Daoed menolak sebuah penghargaan dengan kategori pemikiran sosial yang diberikan oleh Freedom Institute. Sebuah penghargaan yang diberi nama Bakrie Award 2010. Padahal selain penghargaan, Daoed juga bakal menerima sejumlah uang.
Apa alasannya?
"Alasan saya menolak karena nurani saya tidak bisa menerima. Ya Bakrie itu kan yang menimbulkan bencana lumpur Lapindo. Itu kan karena usaha bisnisnya itu," ujar Daoed Joesoef kepada okezone saat ditemui di kediamannya di kawasan Jakarta Selatan, akhir Juli 2010.
Penolakan tersebut diungkap Daoed tanpa perlu berpikir lama-lama dan matang. Sejak pertama kali dihubungi oleh pihak penyelenggara Bakrie Award, Daoed dengan tegas telah menolaknya. Bahkan sikap itu tidak berubah, manakala utusan Bakrie Award mendatangi rumahnya yang berada di Jalan Bangka Dalam, Jakarta Selatan.
Dia juga menegaskan bahwa penolakan yang disampaikannya tersebut murni dari dirinya sendiri tanpa ada pengaruh apapun dan dari siapapun.
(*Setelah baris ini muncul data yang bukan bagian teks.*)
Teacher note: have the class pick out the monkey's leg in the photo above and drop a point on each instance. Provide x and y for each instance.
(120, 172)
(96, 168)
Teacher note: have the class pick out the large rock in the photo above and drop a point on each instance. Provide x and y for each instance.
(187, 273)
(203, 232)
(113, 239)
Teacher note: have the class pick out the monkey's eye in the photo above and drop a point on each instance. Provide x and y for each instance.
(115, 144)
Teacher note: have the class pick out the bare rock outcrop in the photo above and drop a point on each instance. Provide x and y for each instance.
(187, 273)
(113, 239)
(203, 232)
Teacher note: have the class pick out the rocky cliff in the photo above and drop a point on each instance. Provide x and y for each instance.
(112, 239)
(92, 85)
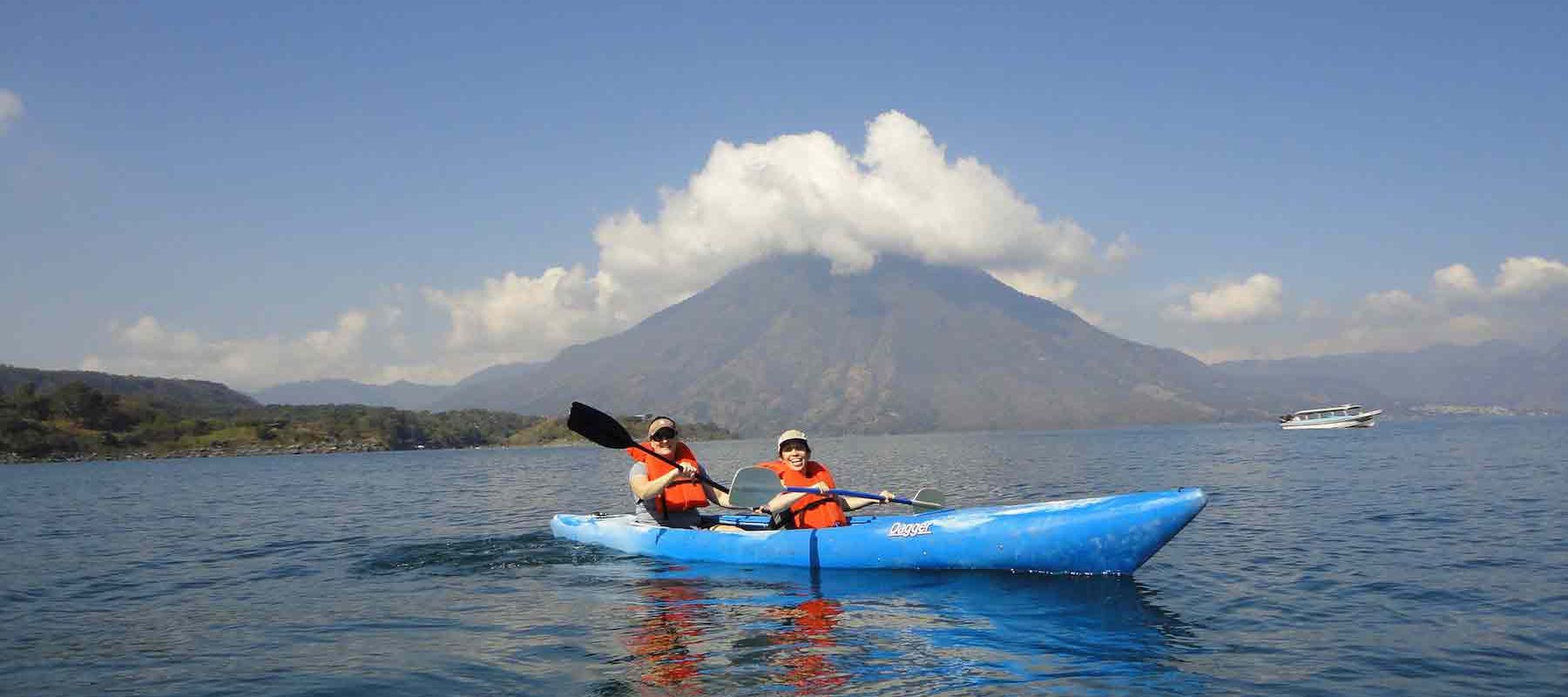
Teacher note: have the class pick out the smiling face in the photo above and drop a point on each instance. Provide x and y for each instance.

Namun demikian dirinya tetap berterima kasih atas penghargaan yang diberikan oleh Freedom Institute.
"Saya katakan dari dulu sampai sekarang, saya berani melawan apa saja kecuali melawan nurani saya. Kalau nurani saya mengatakan tidak, maka saya harus berani katakan tidak," tegasnya.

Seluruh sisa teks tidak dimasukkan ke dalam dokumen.